46.      Atendendo ao que precede, proponho ao Tribunal de Justiça que responda que o artigo 7.° da Diretiva 2004/8, lido à luz do princípio da igualdade, deve ser interpretado no sentido de que se aplica a todas as instalações de cogeração e não apenas às instalações de cogeração de elevada eficiência, tal como definido no anexo III desta diretiva.

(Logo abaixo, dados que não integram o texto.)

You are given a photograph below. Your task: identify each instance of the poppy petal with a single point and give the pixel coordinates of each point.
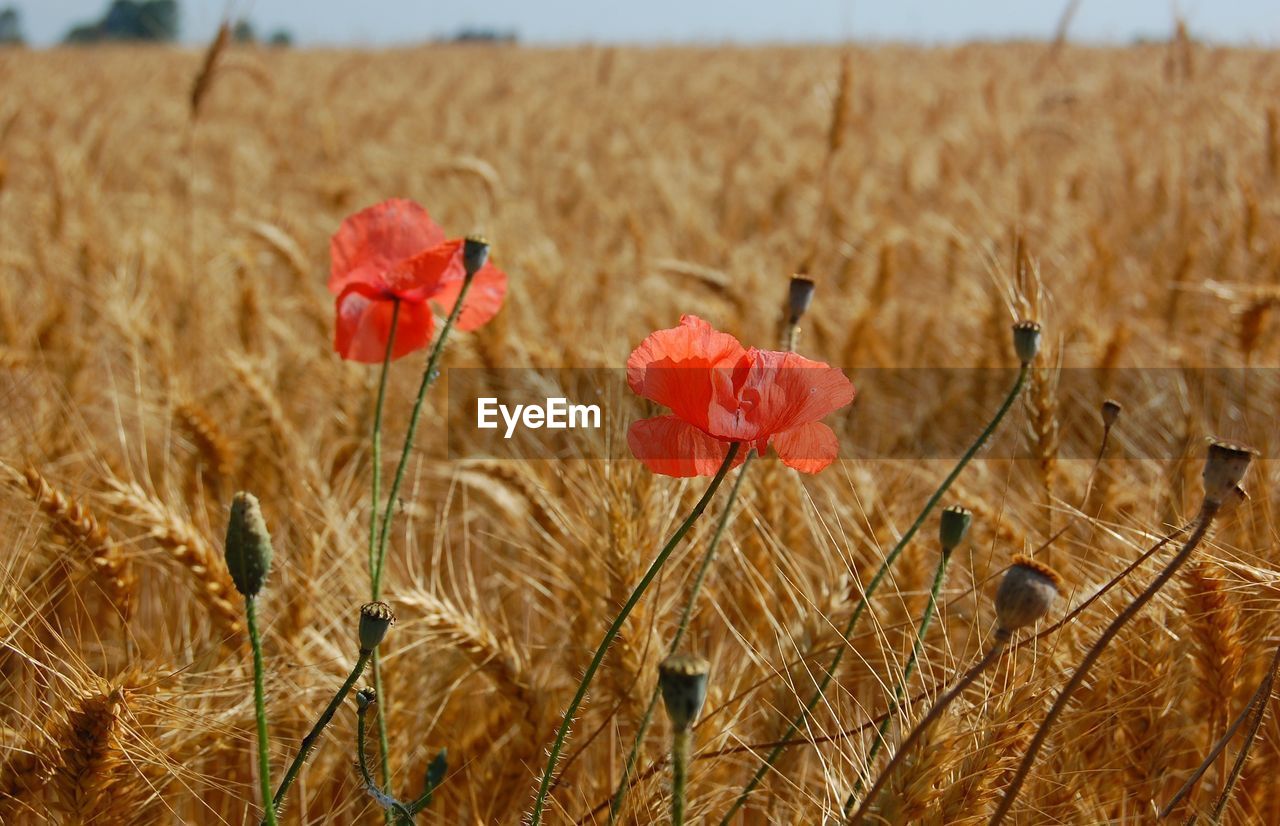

2.      Quanto à primeira questão prejudicial, alínea b), e à segunda questão prejudicial

47.      Na sua primeira questão prejudicial, alínea b), e na sua segunda questão prejudicial, o órgão jurisdicional de reenvio pergunta se, na realidade, o artigo 7.° da Diretiva 2004/8, lido à luz do princípio da igualdade de tratamento, deve ser interpretado no sentido de que se opõe a uma medida de apoio, como a do processo principal, que exclui do benefício dos certificados verdes duplos as instalações de cogeração que transformam a biomassa proveniente da madeira e/ou resíduos de madeira.

48.      Por outras palavras, o órgão jurisdicional de reenvio pretende saber qual é a margem de manobra de que dispõem os Estados‑Membros na implementação de um regime de apoio à cogeração.

49.      A Diretiva 2004/8 foi adotada com base no artigo 175.°, n.° 1, CE, que se integra no título relativo ao ambiente, com vista à realização dos objetivos previstos no artigo 174.° CE, nomeadamente o da preservação da qualidade do ambiente.

50.      A regulamentação da União, no domínio do ambiente, não pretende alcançar uma harmonização completa (19).

51.      Num domínio de competência partilhada, como o da proteção do ambiente (20), cabe ao legislador da União determinar as medidas que considera necessárias para alcançar os objetivos pretendidos, no respeito dos princípios da subsidiariedade e da proporcionalidade consagrados no artigo 5.° TUE (21).

52.      Assim, o considerando 32 da Diretiva 2004/8 prevê que, em conformidade com os princípios da subsidiariedade e proporcionalidade, os princípios gerais constitutivos de um quadro para a promoção da cogeração no mercado interno da energia devem ser fixados a nível da União, ficando, porém, ao critério dos Estados‑Membros as modalidades concretas da sua aplicação, permitindo, assim, que cada Estado‑Membro escolha o regime que melhor corresponde à sua situação específica. Acrescenta que esta diretiva se limita ao mínimo exigido para a consecução desses objetivos e não excede o necessário para o efeito.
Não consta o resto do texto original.